ただ、何を定めてもよいのか、どのような契約をしてもよいのかというと、一定の制限はあります。では、どのような制限があるのかというと、民法上では公序良俗に反するものは無効としています。公序良俗に反するものとは道徳に反するもの、普通に考えてそれはダメだろうというものだと考えていただければと思います。もちろん評価の概念ではありますが、たとえば殺人を依頼する契約や愛人契約などは合意があったとしても無効となります。

消費者側に不利な規定は無効

また、企業と消費者間のBtoC取引の場合は消費者契約法があり、消費者は守られる立場になっています。これによって、企業が一方的に有利、つまり消費者が一方的に不利な規定は無効とされています。たとえば「企業側は一切責任を負いません」「損害賠償の上限は1円です」など、不当に企業が有利すぎる場合や「すべての責任は消費者が負う」「消費者がすべてを支払う」などの消費者が不利すぎる場合は無効となります。もちろんこれだけではありませんが、原則的には法律と違う契約をしてもよい、ただ例外的に無効になるものもあるというところはおさえておいて下さい。

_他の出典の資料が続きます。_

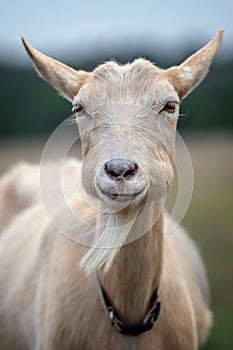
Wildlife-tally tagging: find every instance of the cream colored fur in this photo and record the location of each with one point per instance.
(47, 301)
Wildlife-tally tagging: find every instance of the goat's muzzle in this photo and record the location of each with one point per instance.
(120, 169)
(120, 180)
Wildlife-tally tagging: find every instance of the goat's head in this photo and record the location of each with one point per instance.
(127, 116)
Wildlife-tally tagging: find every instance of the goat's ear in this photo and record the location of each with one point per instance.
(64, 79)
(193, 70)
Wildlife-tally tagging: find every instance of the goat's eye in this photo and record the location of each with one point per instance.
(169, 107)
(78, 109)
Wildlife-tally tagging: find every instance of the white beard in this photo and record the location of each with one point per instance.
(108, 241)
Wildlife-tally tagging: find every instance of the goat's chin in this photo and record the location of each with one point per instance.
(108, 241)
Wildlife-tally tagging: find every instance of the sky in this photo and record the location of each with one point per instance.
(59, 27)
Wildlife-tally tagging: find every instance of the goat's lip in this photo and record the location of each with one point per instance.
(119, 197)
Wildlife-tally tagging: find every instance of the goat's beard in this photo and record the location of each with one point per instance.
(108, 241)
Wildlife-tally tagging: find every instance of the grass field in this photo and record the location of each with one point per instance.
(209, 218)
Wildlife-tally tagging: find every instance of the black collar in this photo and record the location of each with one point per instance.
(129, 329)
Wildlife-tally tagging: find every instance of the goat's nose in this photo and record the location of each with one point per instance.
(120, 169)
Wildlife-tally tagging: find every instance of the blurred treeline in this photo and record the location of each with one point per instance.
(31, 107)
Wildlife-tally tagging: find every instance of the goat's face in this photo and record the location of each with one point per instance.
(127, 118)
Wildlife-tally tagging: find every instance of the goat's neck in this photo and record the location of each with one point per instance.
(135, 273)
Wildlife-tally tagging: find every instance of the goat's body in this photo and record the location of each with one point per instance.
(127, 117)
(47, 303)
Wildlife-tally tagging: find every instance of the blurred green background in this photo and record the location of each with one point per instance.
(31, 110)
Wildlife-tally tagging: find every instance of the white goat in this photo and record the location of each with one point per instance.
(127, 117)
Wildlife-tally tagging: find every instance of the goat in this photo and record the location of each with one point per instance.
(58, 294)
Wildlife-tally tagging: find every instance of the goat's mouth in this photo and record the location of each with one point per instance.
(120, 197)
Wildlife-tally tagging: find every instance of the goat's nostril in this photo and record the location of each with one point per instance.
(120, 169)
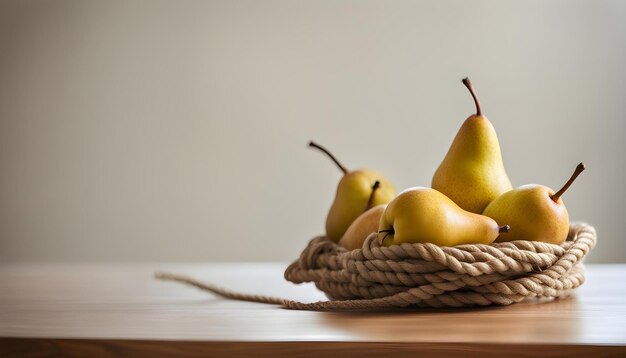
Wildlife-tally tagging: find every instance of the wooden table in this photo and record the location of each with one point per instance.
(110, 309)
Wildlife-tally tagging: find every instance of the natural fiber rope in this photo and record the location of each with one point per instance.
(427, 275)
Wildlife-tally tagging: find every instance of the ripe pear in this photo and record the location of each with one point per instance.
(364, 225)
(472, 173)
(536, 212)
(420, 215)
(353, 194)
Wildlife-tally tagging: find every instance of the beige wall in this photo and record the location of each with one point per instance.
(177, 130)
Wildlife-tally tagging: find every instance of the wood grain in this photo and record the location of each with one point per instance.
(12, 347)
(106, 309)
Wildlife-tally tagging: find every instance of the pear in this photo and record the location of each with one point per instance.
(472, 173)
(535, 211)
(420, 215)
(353, 194)
(364, 225)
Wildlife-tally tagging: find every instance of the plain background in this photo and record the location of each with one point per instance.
(177, 130)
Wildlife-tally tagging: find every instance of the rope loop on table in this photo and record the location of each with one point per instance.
(427, 275)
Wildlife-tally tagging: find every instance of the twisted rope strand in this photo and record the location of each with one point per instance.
(427, 275)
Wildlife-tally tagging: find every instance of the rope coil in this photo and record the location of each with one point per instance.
(427, 275)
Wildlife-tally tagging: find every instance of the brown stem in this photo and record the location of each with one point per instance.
(579, 169)
(332, 157)
(387, 232)
(468, 84)
(370, 200)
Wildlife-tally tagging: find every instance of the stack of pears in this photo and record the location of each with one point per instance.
(471, 200)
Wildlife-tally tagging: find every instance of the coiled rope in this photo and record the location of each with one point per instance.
(427, 275)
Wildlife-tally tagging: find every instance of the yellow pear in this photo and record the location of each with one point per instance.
(420, 215)
(472, 173)
(535, 211)
(352, 197)
(362, 227)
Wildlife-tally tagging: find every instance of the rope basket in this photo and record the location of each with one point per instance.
(427, 275)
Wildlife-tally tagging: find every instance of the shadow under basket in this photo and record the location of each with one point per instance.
(427, 275)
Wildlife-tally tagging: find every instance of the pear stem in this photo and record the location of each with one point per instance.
(579, 169)
(468, 84)
(387, 232)
(332, 157)
(370, 200)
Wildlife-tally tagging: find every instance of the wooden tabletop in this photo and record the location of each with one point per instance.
(108, 309)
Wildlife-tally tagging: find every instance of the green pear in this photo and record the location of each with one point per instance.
(352, 197)
(535, 211)
(420, 215)
(472, 173)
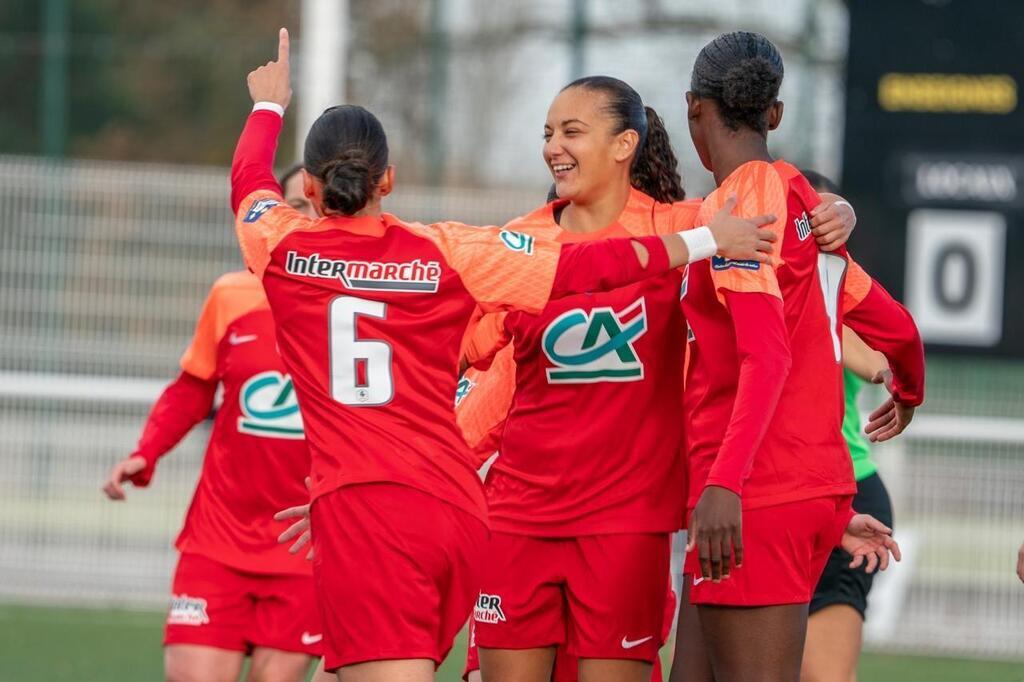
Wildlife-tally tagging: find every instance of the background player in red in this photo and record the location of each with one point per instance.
(370, 314)
(839, 606)
(770, 476)
(235, 591)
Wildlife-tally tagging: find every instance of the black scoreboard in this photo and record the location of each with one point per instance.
(933, 160)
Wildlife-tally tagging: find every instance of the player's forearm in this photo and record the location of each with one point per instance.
(763, 346)
(608, 264)
(252, 166)
(887, 327)
(184, 402)
(859, 357)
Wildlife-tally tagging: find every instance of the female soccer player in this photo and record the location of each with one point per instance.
(585, 495)
(838, 607)
(769, 474)
(236, 592)
(370, 313)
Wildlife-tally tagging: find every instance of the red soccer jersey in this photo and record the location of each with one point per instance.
(370, 314)
(593, 436)
(803, 454)
(256, 460)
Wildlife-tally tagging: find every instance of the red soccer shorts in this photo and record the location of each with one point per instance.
(219, 606)
(396, 572)
(603, 596)
(785, 549)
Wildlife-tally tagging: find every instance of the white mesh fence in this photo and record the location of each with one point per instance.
(102, 271)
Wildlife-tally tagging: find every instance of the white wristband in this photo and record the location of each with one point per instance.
(699, 242)
(269, 107)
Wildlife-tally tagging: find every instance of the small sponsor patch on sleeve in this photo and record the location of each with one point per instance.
(258, 208)
(720, 263)
(517, 242)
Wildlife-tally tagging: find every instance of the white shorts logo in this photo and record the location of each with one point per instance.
(187, 610)
(488, 608)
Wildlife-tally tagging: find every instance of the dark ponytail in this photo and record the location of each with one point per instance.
(346, 150)
(654, 169)
(742, 73)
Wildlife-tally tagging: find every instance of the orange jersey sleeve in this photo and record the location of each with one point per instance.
(263, 220)
(483, 401)
(759, 190)
(856, 286)
(231, 296)
(484, 337)
(501, 268)
(684, 216)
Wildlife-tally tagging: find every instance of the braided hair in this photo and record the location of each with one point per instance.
(742, 73)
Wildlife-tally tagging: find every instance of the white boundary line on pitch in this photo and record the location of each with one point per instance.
(79, 387)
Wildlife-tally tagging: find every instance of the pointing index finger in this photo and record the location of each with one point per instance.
(284, 46)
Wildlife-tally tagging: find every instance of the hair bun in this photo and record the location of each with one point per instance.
(751, 85)
(347, 183)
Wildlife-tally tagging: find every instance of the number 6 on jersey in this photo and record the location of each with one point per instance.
(373, 385)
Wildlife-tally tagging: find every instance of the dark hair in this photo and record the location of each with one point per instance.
(741, 72)
(346, 148)
(289, 173)
(654, 169)
(819, 181)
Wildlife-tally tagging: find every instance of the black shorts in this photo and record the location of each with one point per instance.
(839, 583)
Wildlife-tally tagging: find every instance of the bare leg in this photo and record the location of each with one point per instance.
(517, 665)
(613, 670)
(754, 644)
(194, 663)
(690, 662)
(321, 675)
(409, 670)
(834, 636)
(273, 665)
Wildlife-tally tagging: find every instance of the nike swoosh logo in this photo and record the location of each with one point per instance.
(235, 339)
(629, 644)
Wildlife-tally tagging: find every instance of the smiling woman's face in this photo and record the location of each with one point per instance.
(581, 148)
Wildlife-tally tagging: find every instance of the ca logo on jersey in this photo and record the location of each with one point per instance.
(463, 389)
(269, 408)
(588, 347)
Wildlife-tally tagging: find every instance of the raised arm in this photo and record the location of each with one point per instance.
(270, 89)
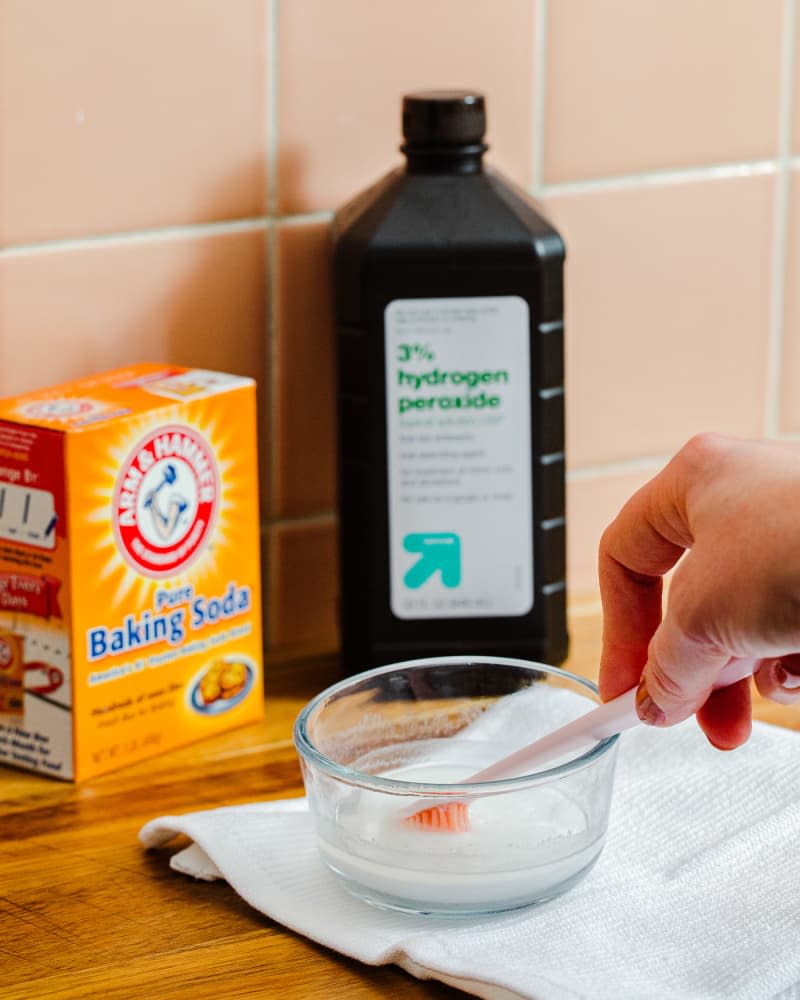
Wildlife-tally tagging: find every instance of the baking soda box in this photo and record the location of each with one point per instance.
(130, 610)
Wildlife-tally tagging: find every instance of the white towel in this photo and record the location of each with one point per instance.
(696, 895)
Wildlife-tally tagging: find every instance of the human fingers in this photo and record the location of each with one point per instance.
(643, 542)
(779, 679)
(726, 716)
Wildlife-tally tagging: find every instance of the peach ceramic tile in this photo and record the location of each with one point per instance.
(796, 90)
(198, 301)
(120, 116)
(345, 65)
(592, 504)
(304, 412)
(635, 86)
(667, 314)
(303, 584)
(790, 367)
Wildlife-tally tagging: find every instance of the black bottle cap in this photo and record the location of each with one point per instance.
(444, 118)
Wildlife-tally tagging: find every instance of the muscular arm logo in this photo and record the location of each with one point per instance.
(165, 521)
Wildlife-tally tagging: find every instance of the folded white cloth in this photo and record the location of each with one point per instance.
(696, 896)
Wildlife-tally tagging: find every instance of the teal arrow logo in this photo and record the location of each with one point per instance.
(439, 552)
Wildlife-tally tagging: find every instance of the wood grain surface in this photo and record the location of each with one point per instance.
(85, 912)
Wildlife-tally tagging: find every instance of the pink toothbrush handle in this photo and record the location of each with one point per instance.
(614, 716)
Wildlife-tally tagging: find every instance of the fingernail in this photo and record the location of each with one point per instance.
(646, 708)
(784, 678)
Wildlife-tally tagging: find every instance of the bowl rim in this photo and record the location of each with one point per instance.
(309, 753)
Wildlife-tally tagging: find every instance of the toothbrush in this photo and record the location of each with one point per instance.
(606, 720)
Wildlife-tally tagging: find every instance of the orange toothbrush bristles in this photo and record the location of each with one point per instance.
(449, 818)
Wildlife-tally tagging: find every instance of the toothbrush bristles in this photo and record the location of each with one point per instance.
(452, 817)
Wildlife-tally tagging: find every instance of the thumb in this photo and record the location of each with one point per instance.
(678, 676)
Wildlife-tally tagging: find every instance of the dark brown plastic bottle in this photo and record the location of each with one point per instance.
(449, 313)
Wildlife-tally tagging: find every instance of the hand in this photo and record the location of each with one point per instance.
(728, 513)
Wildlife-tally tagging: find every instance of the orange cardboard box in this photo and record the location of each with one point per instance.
(130, 606)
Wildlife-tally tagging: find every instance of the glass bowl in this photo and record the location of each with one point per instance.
(380, 746)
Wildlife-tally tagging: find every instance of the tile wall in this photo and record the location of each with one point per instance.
(168, 170)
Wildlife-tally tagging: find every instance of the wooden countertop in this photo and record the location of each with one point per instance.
(86, 912)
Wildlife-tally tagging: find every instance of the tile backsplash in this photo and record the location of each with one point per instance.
(168, 171)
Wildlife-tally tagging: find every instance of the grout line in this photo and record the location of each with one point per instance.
(267, 435)
(157, 235)
(164, 233)
(273, 361)
(772, 406)
(539, 92)
(651, 178)
(625, 467)
(305, 219)
(273, 199)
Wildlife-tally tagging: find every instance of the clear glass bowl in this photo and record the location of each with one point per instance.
(379, 746)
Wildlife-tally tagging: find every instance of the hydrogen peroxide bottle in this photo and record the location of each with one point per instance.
(449, 311)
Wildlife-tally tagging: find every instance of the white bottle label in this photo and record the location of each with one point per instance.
(458, 425)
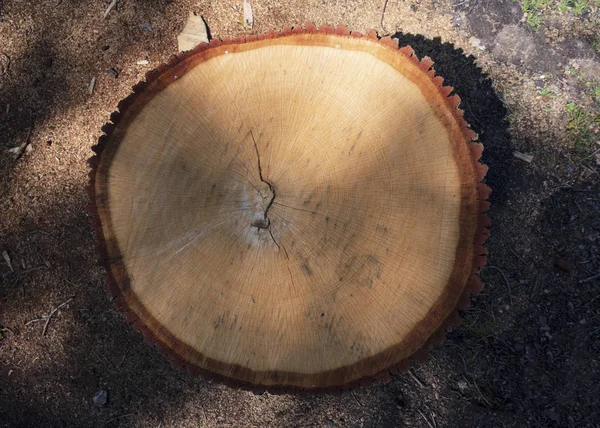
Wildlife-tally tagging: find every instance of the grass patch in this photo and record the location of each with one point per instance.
(546, 92)
(535, 9)
(582, 127)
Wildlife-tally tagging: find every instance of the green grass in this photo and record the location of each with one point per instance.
(596, 93)
(546, 92)
(596, 44)
(535, 9)
(581, 127)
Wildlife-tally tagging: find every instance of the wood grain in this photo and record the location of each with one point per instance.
(303, 210)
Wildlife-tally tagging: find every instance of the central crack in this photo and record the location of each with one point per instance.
(265, 222)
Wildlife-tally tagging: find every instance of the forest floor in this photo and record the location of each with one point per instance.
(528, 351)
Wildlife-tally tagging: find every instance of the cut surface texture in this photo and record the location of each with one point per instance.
(299, 210)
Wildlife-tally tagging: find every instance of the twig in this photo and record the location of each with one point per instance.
(416, 379)
(518, 257)
(382, 16)
(426, 418)
(481, 395)
(505, 280)
(124, 356)
(52, 313)
(5, 69)
(119, 417)
(92, 85)
(591, 278)
(23, 147)
(109, 8)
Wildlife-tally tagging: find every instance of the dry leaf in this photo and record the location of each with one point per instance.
(248, 17)
(193, 33)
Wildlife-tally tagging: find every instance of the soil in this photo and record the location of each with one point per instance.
(527, 352)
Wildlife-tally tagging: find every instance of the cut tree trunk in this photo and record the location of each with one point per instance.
(301, 209)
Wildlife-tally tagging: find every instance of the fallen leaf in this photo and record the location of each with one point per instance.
(248, 16)
(193, 33)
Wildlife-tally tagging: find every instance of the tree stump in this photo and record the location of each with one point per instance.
(300, 209)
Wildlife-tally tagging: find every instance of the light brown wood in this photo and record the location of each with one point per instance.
(298, 211)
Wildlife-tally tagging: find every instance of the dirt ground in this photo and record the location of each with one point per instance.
(528, 351)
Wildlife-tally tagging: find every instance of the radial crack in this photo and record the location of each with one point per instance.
(271, 187)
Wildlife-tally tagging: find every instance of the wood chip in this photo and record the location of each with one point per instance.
(7, 260)
(110, 7)
(92, 86)
(523, 156)
(193, 33)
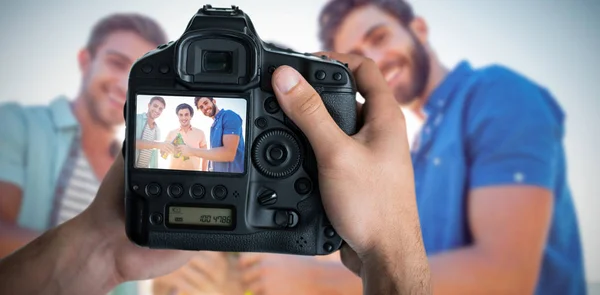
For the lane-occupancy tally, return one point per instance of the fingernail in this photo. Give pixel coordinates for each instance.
(287, 79)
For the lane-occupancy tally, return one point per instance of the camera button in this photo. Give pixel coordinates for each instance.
(329, 232)
(261, 123)
(285, 218)
(303, 186)
(164, 69)
(271, 105)
(320, 75)
(267, 197)
(219, 192)
(175, 190)
(156, 218)
(153, 190)
(197, 191)
(147, 68)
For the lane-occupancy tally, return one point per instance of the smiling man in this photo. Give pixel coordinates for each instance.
(54, 157)
(147, 134)
(495, 206)
(192, 137)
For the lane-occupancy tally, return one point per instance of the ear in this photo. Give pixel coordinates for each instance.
(419, 28)
(84, 59)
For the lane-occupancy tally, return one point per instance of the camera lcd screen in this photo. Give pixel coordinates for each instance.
(200, 216)
(190, 133)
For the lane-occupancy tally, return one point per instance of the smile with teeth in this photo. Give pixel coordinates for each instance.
(392, 74)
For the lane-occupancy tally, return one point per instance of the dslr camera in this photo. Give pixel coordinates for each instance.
(212, 162)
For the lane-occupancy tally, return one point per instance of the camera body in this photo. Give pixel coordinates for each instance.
(265, 198)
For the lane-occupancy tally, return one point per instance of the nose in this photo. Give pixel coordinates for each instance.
(123, 83)
(378, 56)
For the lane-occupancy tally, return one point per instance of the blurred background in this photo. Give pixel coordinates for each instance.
(553, 42)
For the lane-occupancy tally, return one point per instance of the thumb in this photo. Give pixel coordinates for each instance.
(301, 102)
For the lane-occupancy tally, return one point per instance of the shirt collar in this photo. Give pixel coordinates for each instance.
(440, 96)
(62, 113)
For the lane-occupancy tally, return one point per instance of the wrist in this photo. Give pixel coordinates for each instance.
(399, 265)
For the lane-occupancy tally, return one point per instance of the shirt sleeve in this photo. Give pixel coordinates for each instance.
(13, 147)
(232, 124)
(514, 134)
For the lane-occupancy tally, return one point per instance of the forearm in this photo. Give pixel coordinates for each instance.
(219, 154)
(13, 237)
(397, 266)
(68, 259)
(474, 271)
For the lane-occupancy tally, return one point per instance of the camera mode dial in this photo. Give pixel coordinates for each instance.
(276, 154)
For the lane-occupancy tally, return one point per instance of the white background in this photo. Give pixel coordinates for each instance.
(555, 42)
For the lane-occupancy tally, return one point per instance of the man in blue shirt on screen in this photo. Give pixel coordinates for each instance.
(496, 210)
(226, 153)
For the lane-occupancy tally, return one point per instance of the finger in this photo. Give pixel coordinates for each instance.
(182, 285)
(350, 259)
(195, 278)
(370, 83)
(255, 288)
(212, 265)
(251, 274)
(304, 106)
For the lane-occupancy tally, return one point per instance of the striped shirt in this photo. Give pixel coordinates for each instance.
(77, 186)
(149, 134)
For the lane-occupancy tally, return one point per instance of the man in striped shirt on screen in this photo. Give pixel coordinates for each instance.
(148, 135)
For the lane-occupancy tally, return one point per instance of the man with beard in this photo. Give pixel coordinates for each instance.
(54, 157)
(147, 134)
(192, 137)
(226, 153)
(496, 213)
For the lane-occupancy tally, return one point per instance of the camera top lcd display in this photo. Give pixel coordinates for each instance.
(190, 133)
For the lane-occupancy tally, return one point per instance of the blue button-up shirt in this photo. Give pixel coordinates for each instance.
(491, 127)
(227, 122)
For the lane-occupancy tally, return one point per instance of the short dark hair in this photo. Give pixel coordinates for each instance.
(334, 13)
(141, 25)
(197, 99)
(184, 106)
(160, 99)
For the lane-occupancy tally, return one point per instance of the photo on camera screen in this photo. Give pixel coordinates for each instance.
(190, 133)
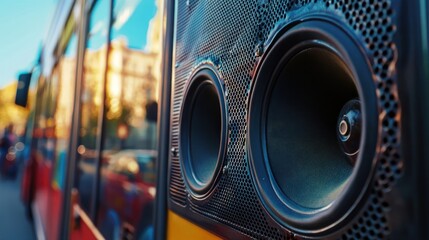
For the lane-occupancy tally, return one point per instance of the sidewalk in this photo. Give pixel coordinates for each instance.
(13, 221)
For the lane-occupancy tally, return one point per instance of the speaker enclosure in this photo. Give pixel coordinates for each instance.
(234, 38)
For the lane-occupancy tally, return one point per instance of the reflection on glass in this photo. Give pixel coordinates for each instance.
(91, 103)
(63, 88)
(58, 129)
(128, 173)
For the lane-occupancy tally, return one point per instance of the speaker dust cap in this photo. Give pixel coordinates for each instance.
(312, 127)
(203, 131)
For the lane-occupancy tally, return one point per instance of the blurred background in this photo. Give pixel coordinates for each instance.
(23, 26)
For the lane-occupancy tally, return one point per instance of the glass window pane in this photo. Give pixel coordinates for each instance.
(129, 156)
(58, 129)
(91, 103)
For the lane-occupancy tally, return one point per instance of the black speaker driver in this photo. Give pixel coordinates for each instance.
(203, 131)
(304, 174)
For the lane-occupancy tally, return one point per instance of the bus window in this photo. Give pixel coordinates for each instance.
(127, 188)
(91, 103)
(62, 88)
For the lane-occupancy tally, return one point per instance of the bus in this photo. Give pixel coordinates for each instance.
(201, 119)
(92, 132)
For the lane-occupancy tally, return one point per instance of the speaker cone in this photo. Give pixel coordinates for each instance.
(313, 121)
(203, 132)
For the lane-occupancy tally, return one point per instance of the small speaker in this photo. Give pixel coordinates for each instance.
(203, 131)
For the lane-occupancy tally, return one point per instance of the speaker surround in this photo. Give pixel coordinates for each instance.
(203, 131)
(303, 175)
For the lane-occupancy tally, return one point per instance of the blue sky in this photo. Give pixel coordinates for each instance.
(23, 25)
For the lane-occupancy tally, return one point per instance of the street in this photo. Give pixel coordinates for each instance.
(13, 222)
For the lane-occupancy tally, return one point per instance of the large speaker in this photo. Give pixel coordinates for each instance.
(301, 119)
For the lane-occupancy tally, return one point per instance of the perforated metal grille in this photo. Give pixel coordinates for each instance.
(228, 35)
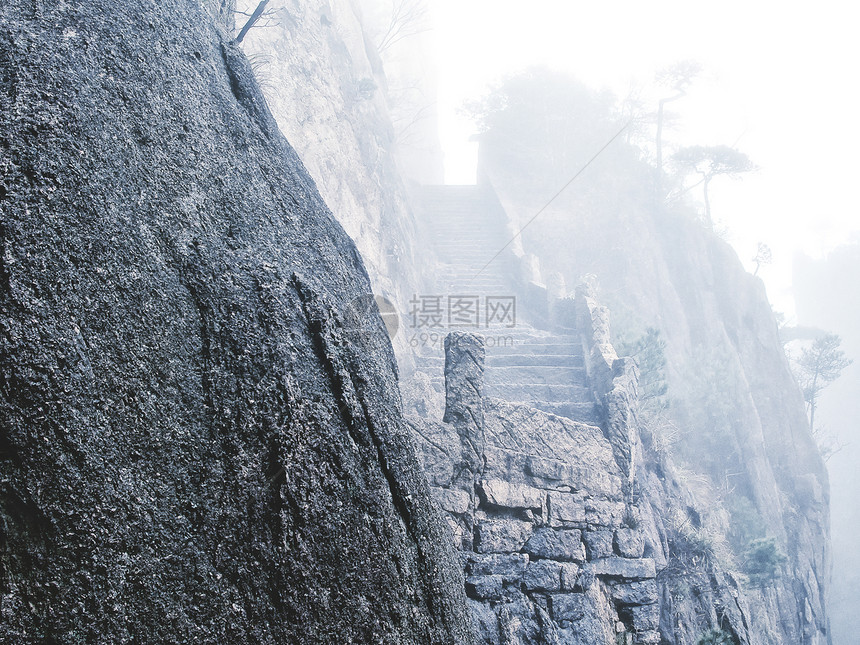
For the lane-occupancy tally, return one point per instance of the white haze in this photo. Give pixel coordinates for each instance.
(779, 80)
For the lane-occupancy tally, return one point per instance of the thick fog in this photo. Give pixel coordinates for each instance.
(776, 82)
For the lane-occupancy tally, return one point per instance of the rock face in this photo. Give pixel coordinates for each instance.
(541, 510)
(194, 446)
(328, 91)
(751, 464)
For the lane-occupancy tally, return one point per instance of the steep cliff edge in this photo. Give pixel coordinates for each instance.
(195, 446)
(747, 463)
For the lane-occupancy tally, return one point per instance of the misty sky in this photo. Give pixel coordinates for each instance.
(780, 79)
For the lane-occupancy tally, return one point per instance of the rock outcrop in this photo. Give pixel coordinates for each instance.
(553, 546)
(746, 464)
(194, 446)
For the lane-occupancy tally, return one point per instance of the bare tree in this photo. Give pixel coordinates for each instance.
(262, 15)
(818, 366)
(711, 161)
(677, 78)
(407, 18)
(763, 256)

くり返しになりますが、契約自由の原則なので「(後から)知らなかった!」「見ていなかった!」「法律に違反している!」は基本的には通用しません。公序良俗に反するものや消費者契約法違反の場合は「法律に違反している!」と言えますが、これは例外的なものです。ですので、経営者、企業関係者は基本的には「法律と違う!」は通用しないと肝に銘じておいて下さい。

法律よりも契約が優先

また、契約書のチェックの際に、契約の相手方から「この契約は法律と違うので直して下さい」と言われることがよくあります。会社の判断として相手の要求に応じて直すことは自由ですが、それを真に受ける必要はありません。「法律と違うことを書いちゃったから直さなきゃ」ではありません。あくまでも契約の方が優先するので、「わが社ではこの取引でやらせていただきます」でも何も問題なく、罰せられる話ではないということもおさえておくとよいかと思います。